Opinion
A132553
10-30-2012
NOT TO BE PUBLISHED IN OFFICIAL REPORTS
California Rules of Court, rule 8.1115(a), prohibits courts and parties from citing or relying on opinions not certified for publication or ordered published, except as specified by rule 8.1115(b). This opinion has not been certified for publication or ordered published for purposes of rule 8.1115.
(Sonoma County
Super. Ct. No. SCV-243344)
Plaintiff Paul Crook was terminated by his employer, defendant Pacific Gas & Electric Company (PG&E). After pursuing an unsuccessful grievance, he filed suit, alleging wrongful termination and breach of the collective bargaining agreement (CBA). When these claims were dismissed as precluded under the CBA, he filed an amended complaint alleging retaliatory termination, age discrimination, and defamation, the latter claim based on statements made during the grievance procedure. The trial court granted PG&E's motions for judgment on the pleadings, concluding the civil rights claims were barred by the statute of limitations and the allegedly defamatory statements were privileged. Finding no error in the trial court's reasoning, we affirm.
I. BACKGROUND
In a complaint filed against PG&E on August 8, 2008, Crook alleged he had been wrongfully terminated from employment with the company in January 2007. According to the complaint, one of Crook's duties with PG&E was "spiking" cables. On one occasion, he "followed the same procedures that he had always followed," but the cable he spiked "was live and burnt out." Crook was thereafter terminated "for the pre-textual reason that he failed to follow safety guidelines before spiking the cable." Crook's union, the International Brotherhood of Electrical Workers, had filed a grievance challenging his termination pursuant to procedures specified in the CBA, but it was unsuccessful. The complaint pleaded causes of action for wrongful termination and breach of the CBA governing his employment, alleging he was fired without good cause.
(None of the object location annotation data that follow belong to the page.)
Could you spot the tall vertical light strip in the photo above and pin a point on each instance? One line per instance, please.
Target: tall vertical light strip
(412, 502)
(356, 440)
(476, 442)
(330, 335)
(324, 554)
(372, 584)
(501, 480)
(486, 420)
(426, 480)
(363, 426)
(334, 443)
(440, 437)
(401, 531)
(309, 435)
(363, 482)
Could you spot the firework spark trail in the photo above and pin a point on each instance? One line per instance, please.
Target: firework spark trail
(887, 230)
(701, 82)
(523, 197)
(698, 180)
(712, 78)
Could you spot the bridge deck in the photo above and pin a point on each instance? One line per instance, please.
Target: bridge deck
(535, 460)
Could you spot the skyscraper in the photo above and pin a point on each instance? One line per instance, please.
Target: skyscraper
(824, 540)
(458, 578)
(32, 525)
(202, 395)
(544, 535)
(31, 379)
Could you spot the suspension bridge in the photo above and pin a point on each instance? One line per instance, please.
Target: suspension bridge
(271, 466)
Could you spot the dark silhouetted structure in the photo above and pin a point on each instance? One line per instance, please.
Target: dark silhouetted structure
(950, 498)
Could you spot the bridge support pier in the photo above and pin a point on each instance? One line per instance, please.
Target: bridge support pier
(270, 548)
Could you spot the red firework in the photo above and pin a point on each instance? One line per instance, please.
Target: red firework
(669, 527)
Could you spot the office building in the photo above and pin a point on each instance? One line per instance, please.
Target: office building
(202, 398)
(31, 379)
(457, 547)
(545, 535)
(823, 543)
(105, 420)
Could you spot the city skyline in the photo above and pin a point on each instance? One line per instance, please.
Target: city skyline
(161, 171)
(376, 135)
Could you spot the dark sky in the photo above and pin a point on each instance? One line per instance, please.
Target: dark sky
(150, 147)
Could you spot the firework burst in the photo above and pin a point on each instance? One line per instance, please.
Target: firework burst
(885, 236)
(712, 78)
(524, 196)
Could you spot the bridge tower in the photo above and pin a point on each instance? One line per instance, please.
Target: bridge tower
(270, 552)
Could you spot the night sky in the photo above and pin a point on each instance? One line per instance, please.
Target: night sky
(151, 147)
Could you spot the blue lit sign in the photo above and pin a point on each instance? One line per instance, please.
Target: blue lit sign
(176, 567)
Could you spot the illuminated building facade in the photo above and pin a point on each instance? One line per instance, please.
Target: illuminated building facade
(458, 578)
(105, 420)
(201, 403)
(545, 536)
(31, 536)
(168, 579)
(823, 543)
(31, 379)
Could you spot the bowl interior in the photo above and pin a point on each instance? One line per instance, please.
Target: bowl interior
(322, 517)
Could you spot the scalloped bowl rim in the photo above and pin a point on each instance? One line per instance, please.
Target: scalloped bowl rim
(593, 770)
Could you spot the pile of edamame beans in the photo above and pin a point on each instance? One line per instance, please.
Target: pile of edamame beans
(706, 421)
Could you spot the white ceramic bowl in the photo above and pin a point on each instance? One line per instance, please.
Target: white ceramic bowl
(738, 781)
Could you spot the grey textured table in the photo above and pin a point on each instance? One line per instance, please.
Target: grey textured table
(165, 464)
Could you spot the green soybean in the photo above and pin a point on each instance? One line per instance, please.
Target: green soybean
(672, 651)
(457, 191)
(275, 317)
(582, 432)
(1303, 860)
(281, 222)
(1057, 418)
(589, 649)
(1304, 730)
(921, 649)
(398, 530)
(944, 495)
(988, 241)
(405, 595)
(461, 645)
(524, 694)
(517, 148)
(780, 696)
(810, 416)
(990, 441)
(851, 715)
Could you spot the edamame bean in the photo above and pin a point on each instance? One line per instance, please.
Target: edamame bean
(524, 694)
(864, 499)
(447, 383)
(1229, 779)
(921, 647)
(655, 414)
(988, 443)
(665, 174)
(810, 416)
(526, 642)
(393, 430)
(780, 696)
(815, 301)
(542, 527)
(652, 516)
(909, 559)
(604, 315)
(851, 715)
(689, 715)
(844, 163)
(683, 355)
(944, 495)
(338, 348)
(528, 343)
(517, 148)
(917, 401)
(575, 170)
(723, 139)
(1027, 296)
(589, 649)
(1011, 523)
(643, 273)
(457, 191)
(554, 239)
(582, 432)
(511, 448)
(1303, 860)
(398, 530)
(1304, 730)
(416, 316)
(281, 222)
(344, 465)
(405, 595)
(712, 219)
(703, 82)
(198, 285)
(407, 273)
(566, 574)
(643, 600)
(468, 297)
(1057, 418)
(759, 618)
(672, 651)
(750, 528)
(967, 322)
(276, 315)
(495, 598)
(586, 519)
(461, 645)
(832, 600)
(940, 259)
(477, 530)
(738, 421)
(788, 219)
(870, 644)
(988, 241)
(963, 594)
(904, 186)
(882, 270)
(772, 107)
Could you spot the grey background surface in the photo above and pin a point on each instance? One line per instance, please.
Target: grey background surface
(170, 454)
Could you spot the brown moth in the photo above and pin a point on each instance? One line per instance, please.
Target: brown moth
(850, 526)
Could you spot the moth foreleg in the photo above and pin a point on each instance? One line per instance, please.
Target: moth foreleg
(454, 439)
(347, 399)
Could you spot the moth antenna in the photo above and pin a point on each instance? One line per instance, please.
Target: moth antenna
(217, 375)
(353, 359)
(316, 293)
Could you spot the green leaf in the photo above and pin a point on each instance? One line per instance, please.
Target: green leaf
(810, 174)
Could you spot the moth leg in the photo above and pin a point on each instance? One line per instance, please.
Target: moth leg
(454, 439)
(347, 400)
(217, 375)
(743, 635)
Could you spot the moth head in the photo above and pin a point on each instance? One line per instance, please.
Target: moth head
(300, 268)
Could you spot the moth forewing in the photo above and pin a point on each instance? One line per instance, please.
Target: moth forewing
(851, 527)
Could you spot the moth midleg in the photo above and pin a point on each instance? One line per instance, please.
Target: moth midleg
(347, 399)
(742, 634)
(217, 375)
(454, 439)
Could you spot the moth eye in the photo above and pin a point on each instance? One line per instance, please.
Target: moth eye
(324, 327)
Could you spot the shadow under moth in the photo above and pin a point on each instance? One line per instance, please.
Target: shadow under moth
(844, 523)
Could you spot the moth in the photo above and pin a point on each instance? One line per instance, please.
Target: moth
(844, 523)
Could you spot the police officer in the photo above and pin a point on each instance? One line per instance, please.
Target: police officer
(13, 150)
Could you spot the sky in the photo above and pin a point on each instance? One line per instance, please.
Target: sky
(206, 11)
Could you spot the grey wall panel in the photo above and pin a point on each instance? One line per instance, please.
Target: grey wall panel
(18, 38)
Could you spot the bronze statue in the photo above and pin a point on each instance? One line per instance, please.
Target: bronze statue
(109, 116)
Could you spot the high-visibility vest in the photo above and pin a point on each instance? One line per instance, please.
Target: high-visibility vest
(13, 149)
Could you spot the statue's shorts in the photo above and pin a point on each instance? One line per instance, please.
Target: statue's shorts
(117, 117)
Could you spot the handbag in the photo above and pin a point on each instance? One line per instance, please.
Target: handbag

PG&E removed the action to federal court and moved to dismiss. The district court granted the motion, concluding Crook's claims challenging the grounds for his termination were "precluded by the finality provisions in the collective bargaining agreement." By order of February 20, 2009, the district court permitted Crook to file an amended complaint and remanded the matter to the superior court.
The first amended complaint (FAC) contained three causes of action: retaliatory and discriminatory termination in violation of civil rights laws and defamation, the latter based on statements made in the course of the grievance proceedings. Crook alleged he had presented his claims for discrimination to the Department of Fair Employment and Housing in October 2007, and was issued a right to sue letter in November of that year.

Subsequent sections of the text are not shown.